It is Easter and I have been thinking about resurrection and finding life where there has been death. I have been thinking about heaven and what it might be like when we pass from this world to the next.
I remember reading once that heaven was the place where things that are lost would be found. I like that thought because throughout my life I have lost a lot of things. Some of those things were able to be replaced, keys and books, for instance, articles of clothing, pieces of jewelry, poems or photographs. Others were not. I may have bought something new to take the place of the thing that is missing, but somehow it never fully satisfied me in the way the first thing, the lost thing, had done. Other things could never be replaced. Friends, for example, people I cared about who wandered in and then one day out of my life, leaving without a forwarding address. Moments of unfettered grace in which I can’t exactly call up the circumstances any more but I still know they happened. My innocence that fell away in pieces and my naïveté about the intentions and motivations of some people that seemed to have been lost in one fell swoop. I have lost, and regret having done so, the way loved ones, dead now, looked when they were content and what it was that used to make me laugh so hard that my face hurt.

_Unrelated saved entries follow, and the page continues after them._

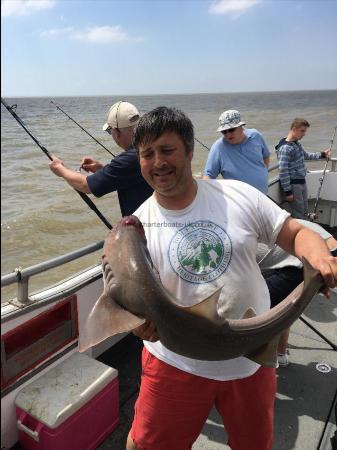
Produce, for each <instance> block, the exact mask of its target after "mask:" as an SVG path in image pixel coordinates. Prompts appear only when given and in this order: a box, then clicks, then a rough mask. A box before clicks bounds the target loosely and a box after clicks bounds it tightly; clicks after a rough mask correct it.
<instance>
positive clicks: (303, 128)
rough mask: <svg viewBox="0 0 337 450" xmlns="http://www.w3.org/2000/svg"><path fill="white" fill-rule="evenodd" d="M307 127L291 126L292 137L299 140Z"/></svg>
mask: <svg viewBox="0 0 337 450" xmlns="http://www.w3.org/2000/svg"><path fill="white" fill-rule="evenodd" d="M307 129H308V127H304V126H303V127H298V128H293V134H294V137H295V139H296V140H297V141H299V140H300V139H302V138H303V137H304V136H305V133H306V132H307Z"/></svg>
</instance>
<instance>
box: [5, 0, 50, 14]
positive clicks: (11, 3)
mask: <svg viewBox="0 0 337 450" xmlns="http://www.w3.org/2000/svg"><path fill="white" fill-rule="evenodd" d="M54 6H55V0H3V2H2V3H1V17H9V16H28V15H30V14H33V13H34V12H35V11H40V10H42V9H50V8H53V7H54Z"/></svg>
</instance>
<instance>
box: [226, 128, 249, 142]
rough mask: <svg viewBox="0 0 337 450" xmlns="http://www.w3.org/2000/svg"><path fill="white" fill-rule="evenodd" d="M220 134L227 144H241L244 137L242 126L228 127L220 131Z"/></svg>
mask: <svg viewBox="0 0 337 450" xmlns="http://www.w3.org/2000/svg"><path fill="white" fill-rule="evenodd" d="M222 135H223V137H224V139H225V141H226V142H228V143H229V144H241V142H242V141H243V140H244V139H245V137H246V136H245V134H244V132H243V129H242V127H236V128H230V129H229V130H225V131H222Z"/></svg>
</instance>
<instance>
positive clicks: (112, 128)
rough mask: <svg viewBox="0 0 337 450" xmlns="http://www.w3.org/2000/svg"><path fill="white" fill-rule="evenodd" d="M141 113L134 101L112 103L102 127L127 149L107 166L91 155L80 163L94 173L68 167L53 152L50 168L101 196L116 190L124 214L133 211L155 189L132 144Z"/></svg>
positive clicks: (89, 170) (79, 187) (60, 175)
mask: <svg viewBox="0 0 337 450" xmlns="http://www.w3.org/2000/svg"><path fill="white" fill-rule="evenodd" d="M139 117H140V116H139V112H138V110H137V108H136V107H135V106H134V105H132V104H131V103H128V102H124V101H119V102H117V103H114V104H113V105H112V106H111V108H110V110H109V112H108V119H107V122H106V123H105V124H104V125H103V130H104V131H106V132H107V133H109V134H110V135H111V136H112V138H113V140H114V141H115V142H116V144H117V145H118V146H119V147H121V148H122V149H123V150H125V151H124V152H122V153H120V154H119V155H117V156H116V157H115V158H114V159H112V160H111V162H110V163H109V164H107V165H105V166H103V164H101V163H100V162H99V161H96V160H94V159H93V158H91V157H89V156H86V157H85V158H83V160H82V162H81V167H82V168H83V169H84V170H86V171H87V172H92V174H91V175H89V176H87V175H84V174H82V173H80V172H76V171H74V170H70V169H68V168H66V167H65V166H64V164H63V162H62V161H61V160H60V159H58V158H57V157H56V156H54V155H53V160H52V161H51V162H50V164H49V167H50V169H51V170H52V172H54V173H55V174H56V175H57V176H59V177H62V178H64V179H65V180H66V181H67V182H68V183H69V184H70V185H71V186H72V187H73V188H75V189H76V190H78V191H80V192H84V193H86V194H91V193H92V194H94V195H95V196H96V197H102V196H103V195H105V194H108V193H109V192H114V191H117V193H118V200H119V205H120V209H121V213H122V216H128V215H130V214H132V213H133V212H134V211H135V210H136V209H137V208H138V207H139V206H140V205H141V204H142V203H143V202H144V201H145V200H146V199H147V198H148V197H149V196H150V195H151V194H152V192H153V190H152V188H151V187H150V186H149V185H148V184H147V183H146V181H145V180H144V178H143V177H142V175H141V172H140V167H139V162H138V156H137V152H136V150H135V149H134V148H132V139H133V133H134V128H135V126H136V125H137V123H138V121H139Z"/></svg>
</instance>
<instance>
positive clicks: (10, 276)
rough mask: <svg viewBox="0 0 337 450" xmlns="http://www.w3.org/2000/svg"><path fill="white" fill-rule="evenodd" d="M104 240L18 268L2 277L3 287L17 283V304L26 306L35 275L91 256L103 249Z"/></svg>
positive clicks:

I lost my fearlessness when I fell off the back of a motorcycle and I lost my need to be the best or win first place when I discovered that not everything in life is about winning. I lost the knowledge and anticipation that my plans will turn out as I expect and the notion that bad things won’t happen to good people. Not all of the things I lost, therefore, are missed or necessary or important. But sometimes I would just like to see them again just to remember what it was that I used to think was so wonderful about them. I don’t know if I’ll ever get that chance, of course because even though I believe in heaven, I don’t really know what it will be like. And if I’m honest, even in this season of Easter, I don’t know if Jesus physically rose from the dead either. I guess somewhere along the way I lost the need for that kind of certainty too. If pushed I would say I like the thought of heaven as a grand place of love and sweet reunions and I like the thought of Jesus, up from the grave, skipping down the street holding hands with a friend who didn’t go anywhere and laughing about what he had missed in the three days he was gone.
Truthfully, part of the reason I’m a pastor, a bearer of good news, is because I’d like to be the one to tell him, “don’t worry, one day soon, you’ll get it all back.”